中国の銀行が発行するキャッシュ・クレジットカードの「銀聯カード」の台湾での利用開放が決まり、早ければ9月にも実現することになった。同カードは中国では最も広く普及している決済手段で、台湾で中国人観光客による年間の利用額は1,000億台湾元(約2,850億円)に上るという試算もあり、百貨店などサービス業界への恩恵が期待される。16日付経済日報が報じた。
銀聯カードの利用開放は、行政院金融監督管理委員会(金管会)が15日公布した改正両岸金融業務往来許可弁法によるもの。開放は昨年の中国人観光客の来台開放前から検討されていたが、1年を経て実現の運びとなった。金管会によると、台湾の決済銀行と聯合クレジットカードセンターからの申請と、聯合クレジットカードセンターと中国銀聯公司の契約を待って、台湾での利用が可能となる。技術的な問題は既に解決済みだという。
商機1千億元も
銀聯カードは、中国政府主導で2002年3月に設立された銀行間ネットワーク決済サービス会社「中国銀聯(チャイナ・ユニオンペイ)」が認定したキャッシュ・クレジットカードで、中国内外の金融機関240社余りが参加し、発行枚数は18億枚以上に達しているとみられる。現在、61カ国・地域で利用が可能なほか、日本を含む海外8カ国40余りの金融機関が同カードを発行し、仕事や旅行で中国を訪問する際に使用できる。
銀聯カードが台湾で利用可能となることで、中国人観光客の消費意欲が高まることは確実とみられる。中国信託金融控股の羅聯福副董事長は「年間200万人が来台するようになり、1人が5万元を消費するとすれば、銀聯カードにより1年間に新たに1,000億元の商機が生まれる」と楽観的な見通しを語った。

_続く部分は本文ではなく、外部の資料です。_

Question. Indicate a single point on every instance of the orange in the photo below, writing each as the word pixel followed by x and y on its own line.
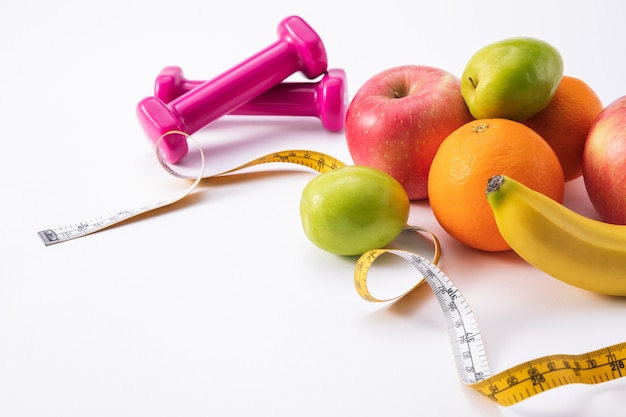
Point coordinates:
pixel 565 122
pixel 468 158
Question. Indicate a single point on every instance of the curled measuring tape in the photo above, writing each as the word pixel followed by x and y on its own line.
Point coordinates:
pixel 515 384
pixel 506 388
pixel 317 161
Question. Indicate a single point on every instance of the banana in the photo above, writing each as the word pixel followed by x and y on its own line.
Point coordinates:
pixel 577 250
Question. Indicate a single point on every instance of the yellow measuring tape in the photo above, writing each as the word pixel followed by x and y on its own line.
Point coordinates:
pixel 517 383
pixel 506 388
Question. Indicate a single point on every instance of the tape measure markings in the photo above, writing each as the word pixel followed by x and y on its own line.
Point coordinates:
pixel 514 384
pixel 506 388
pixel 317 161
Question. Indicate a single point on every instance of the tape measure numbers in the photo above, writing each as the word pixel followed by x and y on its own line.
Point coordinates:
pixel 506 388
pixel 317 161
pixel 515 384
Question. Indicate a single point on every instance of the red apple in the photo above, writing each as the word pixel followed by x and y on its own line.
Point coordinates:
pixel 604 163
pixel 399 117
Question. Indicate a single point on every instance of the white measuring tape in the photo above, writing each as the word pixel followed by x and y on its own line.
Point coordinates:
pixel 506 388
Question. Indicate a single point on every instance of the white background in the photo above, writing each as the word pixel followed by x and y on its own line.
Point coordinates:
pixel 220 305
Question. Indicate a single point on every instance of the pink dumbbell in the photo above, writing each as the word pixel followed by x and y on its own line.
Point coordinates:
pixel 325 99
pixel 298 48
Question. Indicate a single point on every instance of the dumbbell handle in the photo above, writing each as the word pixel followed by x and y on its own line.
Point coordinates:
pixel 325 99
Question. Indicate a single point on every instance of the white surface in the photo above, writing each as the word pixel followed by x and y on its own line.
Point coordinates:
pixel 220 305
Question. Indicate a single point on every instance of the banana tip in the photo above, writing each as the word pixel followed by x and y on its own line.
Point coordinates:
pixel 494 183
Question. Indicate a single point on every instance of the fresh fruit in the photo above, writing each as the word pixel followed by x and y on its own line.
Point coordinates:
pixel 468 158
pixel 399 117
pixel 353 209
pixel 580 251
pixel 604 163
pixel 513 78
pixel 565 122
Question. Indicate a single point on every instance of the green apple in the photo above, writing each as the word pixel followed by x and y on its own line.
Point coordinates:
pixel 513 78
pixel 353 209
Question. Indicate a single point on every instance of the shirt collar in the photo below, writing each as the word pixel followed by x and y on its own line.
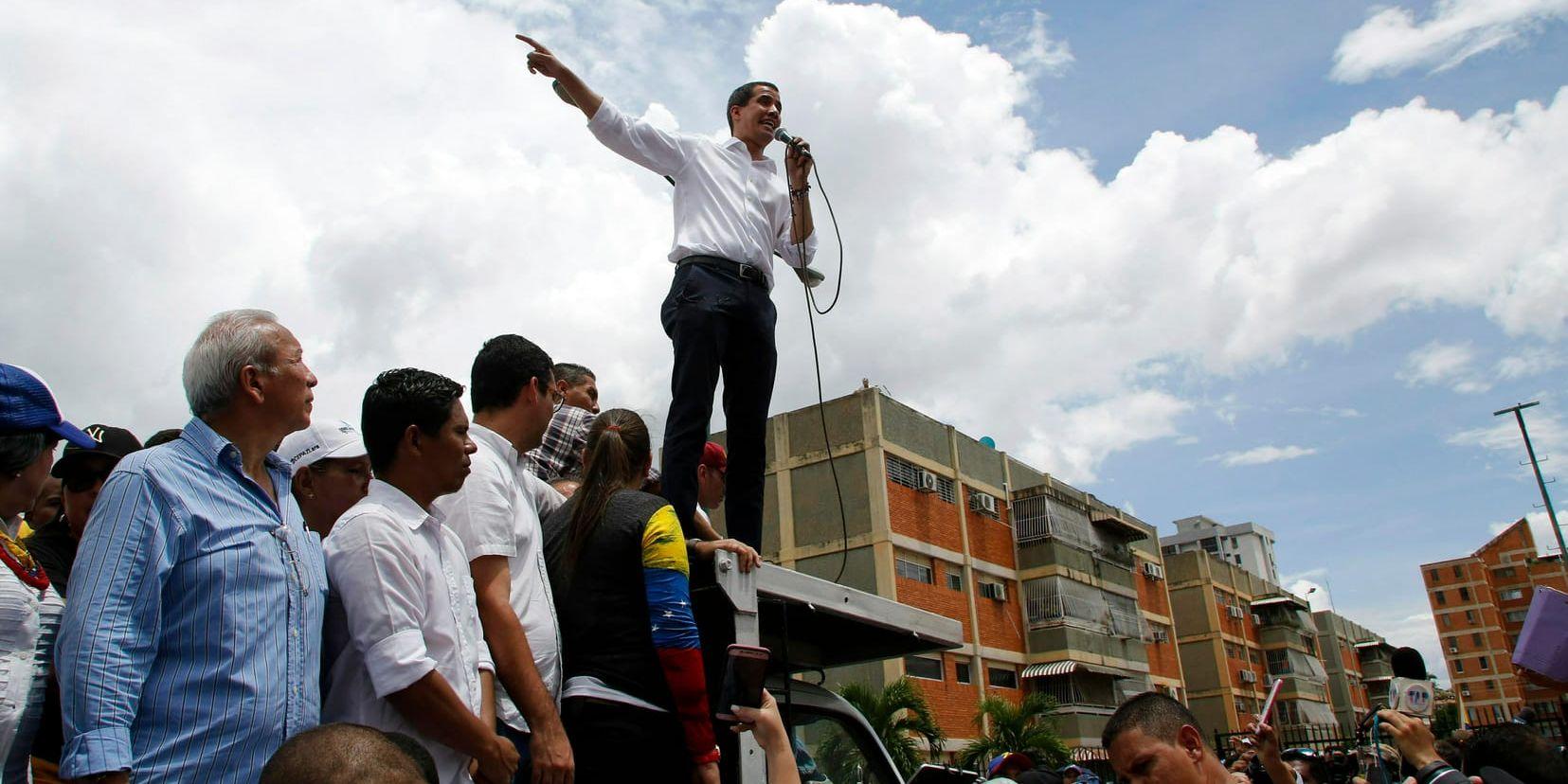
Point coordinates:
pixel 496 441
pixel 208 444
pixel 397 504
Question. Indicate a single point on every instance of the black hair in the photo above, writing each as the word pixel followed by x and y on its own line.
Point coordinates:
pixel 572 373
pixel 613 458
pixel 1518 750
pixel 400 399
pixel 18 451
pixel 502 367
pixel 1151 712
pixel 742 96
pixel 163 437
pixel 340 755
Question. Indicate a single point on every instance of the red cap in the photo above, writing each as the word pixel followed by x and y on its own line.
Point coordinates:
pixel 713 456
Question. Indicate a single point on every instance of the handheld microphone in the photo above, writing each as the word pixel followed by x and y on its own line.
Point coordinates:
pixel 789 138
pixel 1410 690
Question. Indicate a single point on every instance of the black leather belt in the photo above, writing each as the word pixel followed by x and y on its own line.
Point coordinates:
pixel 745 272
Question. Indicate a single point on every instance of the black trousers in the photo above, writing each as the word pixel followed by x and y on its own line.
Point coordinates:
pixel 613 743
pixel 720 325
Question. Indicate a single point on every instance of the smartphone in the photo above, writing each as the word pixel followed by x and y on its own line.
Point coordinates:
pixel 745 668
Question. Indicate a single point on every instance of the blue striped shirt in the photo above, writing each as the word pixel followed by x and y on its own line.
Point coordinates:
pixel 191 643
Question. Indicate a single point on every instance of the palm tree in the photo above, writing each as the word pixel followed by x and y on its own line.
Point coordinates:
pixel 1027 728
pixel 899 714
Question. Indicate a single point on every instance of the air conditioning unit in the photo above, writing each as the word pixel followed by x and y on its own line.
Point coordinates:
pixel 983 502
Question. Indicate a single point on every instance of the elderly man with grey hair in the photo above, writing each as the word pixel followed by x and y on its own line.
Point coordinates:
pixel 191 643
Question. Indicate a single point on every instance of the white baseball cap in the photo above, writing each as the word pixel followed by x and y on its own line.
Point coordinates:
pixel 328 437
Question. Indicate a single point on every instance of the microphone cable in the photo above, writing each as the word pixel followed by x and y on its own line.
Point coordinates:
pixel 816 356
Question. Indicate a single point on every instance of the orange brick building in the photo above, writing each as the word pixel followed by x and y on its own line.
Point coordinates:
pixel 1055 601
pixel 1479 604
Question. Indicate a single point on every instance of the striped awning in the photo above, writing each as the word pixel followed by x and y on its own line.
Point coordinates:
pixel 1051 668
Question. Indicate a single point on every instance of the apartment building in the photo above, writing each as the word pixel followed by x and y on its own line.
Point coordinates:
pixel 1244 544
pixel 1359 664
pixel 1479 604
pixel 1043 578
pixel 1235 633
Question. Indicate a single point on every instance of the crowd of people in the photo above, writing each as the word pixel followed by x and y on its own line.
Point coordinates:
pixel 189 611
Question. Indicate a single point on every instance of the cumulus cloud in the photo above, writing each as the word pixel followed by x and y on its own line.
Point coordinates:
pixel 1443 365
pixel 1391 40
pixel 397 187
pixel 1261 455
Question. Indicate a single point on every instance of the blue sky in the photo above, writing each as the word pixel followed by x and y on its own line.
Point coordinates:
pixel 1268 262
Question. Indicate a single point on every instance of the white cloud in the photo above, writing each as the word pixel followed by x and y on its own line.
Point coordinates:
pixel 1261 455
pixel 400 188
pixel 1438 363
pixel 1529 363
pixel 1391 40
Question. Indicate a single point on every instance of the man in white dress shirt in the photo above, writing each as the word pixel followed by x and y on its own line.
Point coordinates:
pixel 732 212
pixel 402 629
pixel 497 516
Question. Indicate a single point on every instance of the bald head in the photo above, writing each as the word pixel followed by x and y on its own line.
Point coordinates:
pixel 340 755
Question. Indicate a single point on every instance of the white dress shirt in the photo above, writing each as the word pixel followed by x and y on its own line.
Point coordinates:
pixel 727 205
pixel 497 513
pixel 402 604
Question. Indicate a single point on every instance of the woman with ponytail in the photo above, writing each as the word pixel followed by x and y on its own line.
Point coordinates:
pixel 636 700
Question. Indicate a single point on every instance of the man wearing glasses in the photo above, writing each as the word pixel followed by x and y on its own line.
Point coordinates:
pixel 497 516
pixel 332 471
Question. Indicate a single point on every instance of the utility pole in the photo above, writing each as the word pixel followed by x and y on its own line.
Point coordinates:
pixel 1546 497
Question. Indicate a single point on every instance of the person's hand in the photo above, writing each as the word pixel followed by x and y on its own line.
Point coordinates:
pixel 764 723
pixel 552 755
pixel 797 162
pixel 499 764
pixel 1412 736
pixel 745 556
pixel 706 774
pixel 541 60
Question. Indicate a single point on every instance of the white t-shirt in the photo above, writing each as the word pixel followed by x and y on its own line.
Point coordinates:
pixel 497 513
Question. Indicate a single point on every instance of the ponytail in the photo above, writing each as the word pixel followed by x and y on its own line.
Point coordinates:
pixel 617 451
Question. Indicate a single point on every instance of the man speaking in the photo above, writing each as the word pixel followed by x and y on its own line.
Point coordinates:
pixel 732 215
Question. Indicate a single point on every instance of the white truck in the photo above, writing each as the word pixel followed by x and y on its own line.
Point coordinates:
pixel 809 624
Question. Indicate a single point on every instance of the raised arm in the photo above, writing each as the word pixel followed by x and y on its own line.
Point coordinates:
pixel 110 631
pixel 543 62
pixel 676 638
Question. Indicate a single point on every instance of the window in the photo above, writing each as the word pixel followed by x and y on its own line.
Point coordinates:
pixel 922 667
pixel 919 573
pixel 1000 676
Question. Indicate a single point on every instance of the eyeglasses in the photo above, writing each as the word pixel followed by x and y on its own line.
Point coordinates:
pixel 83 480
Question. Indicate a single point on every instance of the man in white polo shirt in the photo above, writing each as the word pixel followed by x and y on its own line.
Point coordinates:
pixel 330 471
pixel 497 516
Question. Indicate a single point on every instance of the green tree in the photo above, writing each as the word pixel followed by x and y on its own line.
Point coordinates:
pixel 900 717
pixel 1027 728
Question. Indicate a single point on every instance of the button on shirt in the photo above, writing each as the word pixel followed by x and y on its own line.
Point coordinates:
pixel 190 648
pixel 497 513
pixel 402 606
pixel 727 205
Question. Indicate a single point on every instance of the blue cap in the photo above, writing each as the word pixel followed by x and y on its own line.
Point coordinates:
pixel 28 406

新光三越百貨信義店の李昭賢課長は「外国人旅行者は3,000元以上で消費税の還付を受けられるが、中国人観光客は還付申請ができる消費の4~5割を占め、最も消費力の強い外国人となっている。銀聯カードの開放は百貨店にとって大きなプラスとなる」と期待を語った。
銀行業界にも手数料収入
銀聯カードの開放は、銀行業界にも少なくとも年間20億元の手数料収入をもたらすとみられる。また、一般台湾人消費者も中台間の金融監督に関する覚書(MOU)締結後は、台湾の提携銀行に銀聯カードの発行申請が可能になる見通しだ。